My eyes glisten with unshed tears. I’ve lived with this feeling of guilt and shame for so long.

Standing up, the chair topples over, and he gets on his knees by my side, taking my hands in his, looking ashen. “Baby girl…No.”

“But it feels like that. You didn’t want to kiss me, but you ended up having to take me anyway.”

That’s my greatest fear—his giving in this week is because of misplaced guilt.

Inhaling deeply, his chest expands with a ragged breath as his eyes bore into mine. “I wanted you, Dahlia. Even if I shouldn’t have. I wanted you so much that I punished myself by refusing to kiss someone so pure, so beautiful, so talented when I am a killer with no remorse, a sinner with no conscience, a monster in human appearance. I’ve never been ashamed of what I am, but in that moment, I wanted to be anyone else so I could selfishly take you.
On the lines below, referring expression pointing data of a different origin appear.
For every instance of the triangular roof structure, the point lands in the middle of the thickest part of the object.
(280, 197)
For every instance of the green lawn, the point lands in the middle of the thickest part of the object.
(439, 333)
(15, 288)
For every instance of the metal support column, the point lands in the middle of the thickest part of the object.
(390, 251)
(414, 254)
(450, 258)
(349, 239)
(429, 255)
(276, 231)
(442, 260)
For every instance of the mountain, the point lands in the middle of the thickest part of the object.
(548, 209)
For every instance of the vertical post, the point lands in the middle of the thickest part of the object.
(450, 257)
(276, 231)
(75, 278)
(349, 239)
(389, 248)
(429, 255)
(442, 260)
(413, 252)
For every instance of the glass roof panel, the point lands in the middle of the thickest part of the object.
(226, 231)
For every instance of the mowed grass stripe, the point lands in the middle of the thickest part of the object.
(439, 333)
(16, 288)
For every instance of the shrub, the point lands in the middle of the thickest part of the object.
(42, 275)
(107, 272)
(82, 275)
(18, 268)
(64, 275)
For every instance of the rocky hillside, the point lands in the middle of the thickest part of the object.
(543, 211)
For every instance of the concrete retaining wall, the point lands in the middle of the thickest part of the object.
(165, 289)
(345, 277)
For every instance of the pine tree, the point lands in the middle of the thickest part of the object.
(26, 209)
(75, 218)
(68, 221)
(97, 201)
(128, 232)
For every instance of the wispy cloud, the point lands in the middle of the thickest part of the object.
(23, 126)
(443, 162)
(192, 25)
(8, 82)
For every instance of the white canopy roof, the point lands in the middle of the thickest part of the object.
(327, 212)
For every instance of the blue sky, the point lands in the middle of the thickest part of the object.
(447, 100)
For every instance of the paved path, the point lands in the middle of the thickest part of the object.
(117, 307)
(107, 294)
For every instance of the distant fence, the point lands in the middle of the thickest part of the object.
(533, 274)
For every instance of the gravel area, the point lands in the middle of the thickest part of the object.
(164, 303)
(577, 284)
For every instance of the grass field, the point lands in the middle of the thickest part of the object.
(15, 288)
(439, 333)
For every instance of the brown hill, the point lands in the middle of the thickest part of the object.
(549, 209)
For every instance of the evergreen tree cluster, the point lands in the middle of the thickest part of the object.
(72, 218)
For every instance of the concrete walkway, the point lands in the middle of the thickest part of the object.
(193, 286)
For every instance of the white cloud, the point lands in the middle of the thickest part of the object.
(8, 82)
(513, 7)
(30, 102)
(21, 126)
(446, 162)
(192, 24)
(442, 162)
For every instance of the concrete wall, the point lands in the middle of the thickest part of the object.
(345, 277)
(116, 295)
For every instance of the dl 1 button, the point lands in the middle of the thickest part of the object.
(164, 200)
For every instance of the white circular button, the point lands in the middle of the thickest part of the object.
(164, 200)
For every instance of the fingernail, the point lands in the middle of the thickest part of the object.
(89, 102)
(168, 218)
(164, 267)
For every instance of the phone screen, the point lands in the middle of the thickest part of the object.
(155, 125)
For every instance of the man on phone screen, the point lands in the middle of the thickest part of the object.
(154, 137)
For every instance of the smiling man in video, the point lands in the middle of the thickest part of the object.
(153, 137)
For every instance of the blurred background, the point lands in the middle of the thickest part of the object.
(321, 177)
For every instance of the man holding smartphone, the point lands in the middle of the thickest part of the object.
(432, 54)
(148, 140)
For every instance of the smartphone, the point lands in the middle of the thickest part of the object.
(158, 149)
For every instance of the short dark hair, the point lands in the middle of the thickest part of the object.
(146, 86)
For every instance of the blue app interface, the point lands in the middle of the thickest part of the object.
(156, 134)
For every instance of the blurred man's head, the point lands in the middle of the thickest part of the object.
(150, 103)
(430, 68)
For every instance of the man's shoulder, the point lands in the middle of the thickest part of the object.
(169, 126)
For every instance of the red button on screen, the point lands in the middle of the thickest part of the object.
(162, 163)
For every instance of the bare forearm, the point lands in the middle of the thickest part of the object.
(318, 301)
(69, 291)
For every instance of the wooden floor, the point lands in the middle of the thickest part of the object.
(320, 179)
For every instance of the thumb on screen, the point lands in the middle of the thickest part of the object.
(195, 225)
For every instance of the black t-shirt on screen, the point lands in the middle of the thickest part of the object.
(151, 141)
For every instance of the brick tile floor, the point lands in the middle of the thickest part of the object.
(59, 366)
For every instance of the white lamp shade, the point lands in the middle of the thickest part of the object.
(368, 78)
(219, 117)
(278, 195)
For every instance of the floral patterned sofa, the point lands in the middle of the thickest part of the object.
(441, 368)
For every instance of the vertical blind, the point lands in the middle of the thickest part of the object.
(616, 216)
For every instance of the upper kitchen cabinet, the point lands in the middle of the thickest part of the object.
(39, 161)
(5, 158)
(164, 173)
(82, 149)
Not kissing you that day has haunted me.”

He wanted to kiss me, too? I stare at him in utter disbelief while my famished heart latches onto his confession with greedy, grabby little fingers.

His eyes glisten with potent emotions. “And then, the only beautiful dream I had got tainted by the world I was born into. When I took your virginity in that warehouse while my father taunted and his men cheered, all I could think of was to make it right by you.”

I sigh. “But not even a hundred more purses could do that.”

“You still like them.”

I roll my eyes at him. “That’s not the point. You don’t need to buy my forgiveness. There was nothing to forgive. You killed your father for me. I don’t know how you never hated me.”

“I could never hate you, baby girl,” he says so sincerely that another tear falls down my face.

“I always make you cry,” he says, lowering his head so I can sever his head in punishment.